Jens Reyer jre.winesim at gmail.com
Mon Aug 22 11:08:41 CDT 2016


On 22.08.2016 17:52, Bruno Jesus wrote:
> On Mon, Aug 22, 2016 at 11:57 AM, Rosanne DiMesio <dimesio at earthlink.net> wrote:
>> On Mon, 22 Aug 2016 15:28:39 +0200
>> Jens Reyer <jre.winesim at gmail.com> wrote:
>>
>>>>
>>>> What are the security implications? Won't this make it easier for malware to execute without being Wine-aware, or am I just being paranoid?
>>>
>>> We don't enable binfmt in Debian for exactly this reason (see
>>> https://bugs.debian.org/819255). So I'd also be interested in other
>>> opinions.
> 
> Hi, I don't understand the security implications yet.

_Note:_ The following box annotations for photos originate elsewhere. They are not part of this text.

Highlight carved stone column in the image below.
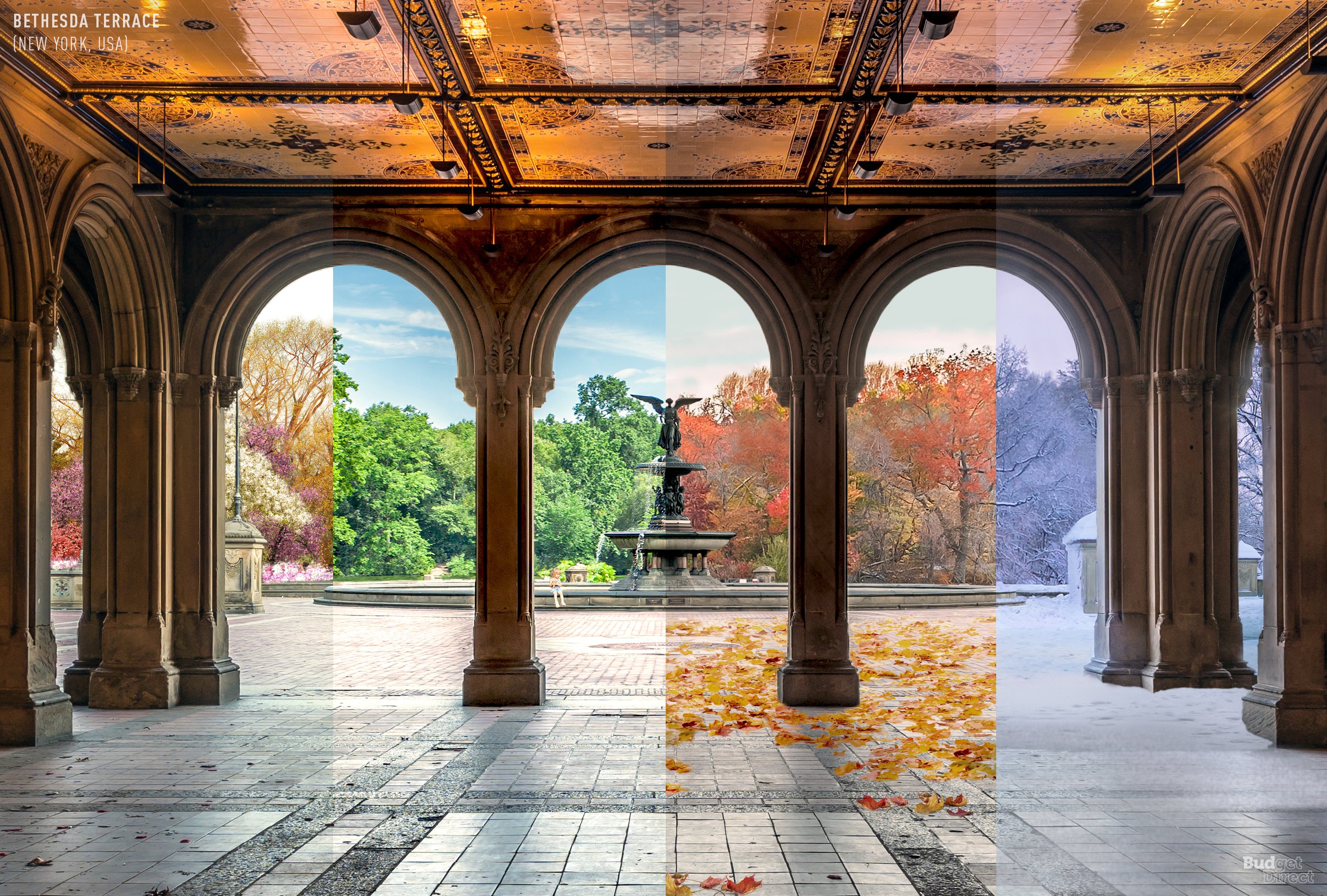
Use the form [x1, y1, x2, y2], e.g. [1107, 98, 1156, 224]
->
[776, 316, 860, 706]
[1141, 369, 1234, 690]
[64, 375, 105, 706]
[1243, 326, 1327, 747]
[458, 314, 544, 706]
[171, 374, 240, 706]
[88, 366, 179, 709]
[0, 320, 73, 745]
[1083, 375, 1151, 686]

If I download a
> malware and run it like ./malware.exe or wine malware.exe what is the
> difference?

Whether you can accidentally do it manually?
And if something else is able to start the exe?


> Also in a file manager double clicking exe run wine
> correctly, why isn't this a security problem?

AFAIK for this you also need the desktop files (which afaik are packaged
by winehq). I think desktop files need to be considered at the same time
as binfmt support for their security implications.


> What is a real example
> of a malware that benefits from this?

Having that would indeed help, I'm not really sure about this myself.